Durch die prozedurale Generierung bleibt jede Session anders. Markante Stellen verschieben sich, überflutete Abschnitte tauchen auf oder verschwinden, und sichere Routen ändern sich unvorhersehbar. Schnelles Denken und Aufmerksamkeit werden dadurch wichtiger als das Auswendiglernen von Karten.
Game Modes
Vier Modi verändern Ziele und Spannungsniveau. Im Race-Modus gilt es, als Erster den Ausgang zu erreichen. Vertrauen ist hier optional, da nur ein Spieler für den eigenen Sieg benötigt wird.
Im Hunter-Modus übernimmt ein Teilnehmer die Rolle des Jägers. Die übrigen Spieler müssen sich verstecken und entkommen, während der Hunter sie über Licht- und Geräuschspuren ortet.
Escape the Flood bringt steigende Wasserstände ins Spiel. Spieler müssen klettern und vertikale Passagen nutzen, bevor die Tunnel unpassierbar werden - ein Wettlauf gegen die Zeit, ob allein oder gemeinsam.
Escape the Monster platziert eine permanente Bedrohung in den Tunneln. Erfolg hängt davon ab, diese Entität auszutricksen oder zu umgehen. Alle Modi basieren auf denselben Mechaniken - Lichtmanagement, Geräuschdisziplin und prozedurale Strukturen -, verschieben aber das Verhältnis zwischen Wettbewerb und Überleben.

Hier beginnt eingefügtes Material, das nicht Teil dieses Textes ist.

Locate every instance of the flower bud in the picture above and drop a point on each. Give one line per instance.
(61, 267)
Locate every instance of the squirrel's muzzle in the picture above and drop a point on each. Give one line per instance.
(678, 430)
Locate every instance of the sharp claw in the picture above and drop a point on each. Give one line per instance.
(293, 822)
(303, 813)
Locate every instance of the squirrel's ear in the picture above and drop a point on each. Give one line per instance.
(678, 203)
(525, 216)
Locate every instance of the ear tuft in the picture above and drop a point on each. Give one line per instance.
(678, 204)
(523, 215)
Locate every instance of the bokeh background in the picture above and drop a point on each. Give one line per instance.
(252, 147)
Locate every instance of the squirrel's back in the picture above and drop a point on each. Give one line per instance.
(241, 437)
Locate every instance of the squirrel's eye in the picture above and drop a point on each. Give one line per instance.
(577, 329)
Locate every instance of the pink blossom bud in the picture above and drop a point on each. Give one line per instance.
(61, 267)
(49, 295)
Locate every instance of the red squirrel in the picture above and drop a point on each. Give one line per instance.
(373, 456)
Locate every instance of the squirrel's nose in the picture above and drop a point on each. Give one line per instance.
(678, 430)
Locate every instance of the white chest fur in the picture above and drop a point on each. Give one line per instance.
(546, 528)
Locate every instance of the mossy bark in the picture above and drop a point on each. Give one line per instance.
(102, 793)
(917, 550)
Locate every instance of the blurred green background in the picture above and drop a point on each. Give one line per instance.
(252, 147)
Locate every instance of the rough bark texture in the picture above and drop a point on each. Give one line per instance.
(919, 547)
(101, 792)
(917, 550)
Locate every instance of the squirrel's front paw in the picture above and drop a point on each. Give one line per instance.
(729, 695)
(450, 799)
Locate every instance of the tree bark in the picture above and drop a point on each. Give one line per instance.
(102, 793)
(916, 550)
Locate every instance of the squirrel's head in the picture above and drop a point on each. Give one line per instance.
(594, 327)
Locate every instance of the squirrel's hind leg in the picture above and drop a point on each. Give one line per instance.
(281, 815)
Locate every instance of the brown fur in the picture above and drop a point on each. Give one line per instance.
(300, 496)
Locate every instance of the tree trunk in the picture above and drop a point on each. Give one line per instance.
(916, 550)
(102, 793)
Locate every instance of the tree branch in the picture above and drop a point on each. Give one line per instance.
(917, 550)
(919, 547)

Core Mechanics and Atmosphere
Das Management der Taschenlampe bestimmt den Rhythmus jeder Session. Die Batterie ist begrenzt, sodass Spieler abwägen müssen, wann sie Licht riskieren und wann sie es sparen. Leuchtfackeln bieten kurzfristig Sicht, erzeugen aber auch sichtbare Signale, die andere oder Bedrohungen ausnutzen können.
Der Fokus auf Audio geht über eigene Bewegungen hinaus. Echos von Schritten tragen weit, und das Proximity-Chat-System lässt Stimmen natürlich durch die Tunnel dringen. Dadurch entstehen Chancen für Täuschungsmanöver oder ungewollte Verratsmomente. Das Design hält Spieler permanent in Alarmbereitschaft, da jede Aktion hörbare Folgen hat.
Is It Worth Playing?
Pinched richtet sich an Spieler, die hochspannende Multiplayer-Horror-Erfahrungen suchen, die auf Sound und eingeschränkter Sicht statt auf direkten Kampf setzen. Die prozeduralen Tunnel und die verschiedenen Modi sorgen für Wiederspielbarkeit, besonders für Gruppen, die asymmetrische Ziele und Umweltgefahren schätzen. Da sich das Spiel noch im Pre-Release befindet und keine Nutzerbewertungen vorliegen, beruht die Einschätzung auf den beschriebenen Systemen rund um Taschenlampen, Leuchtfackeln und Sprachkommunikation in dunklen Umgebungen.
Wer kooperative oder kompetitive Survival-Szenarien in engen Räumen mag, wird das Kernspielgefühl wiedererkennen. Da noch keine etablierten Spieler-Feedbacks existieren, sollten Interessierte zukünftige Updates im Blick behalten, um Balance und technische Stabilität nach dem Launch zu prüfen. Die bestätigten Features passen gut zu Fans ähnlicher Indie-Horror-Titel, die Atmosphäre und akustische Hinweise über umfangreiche Progression stellen.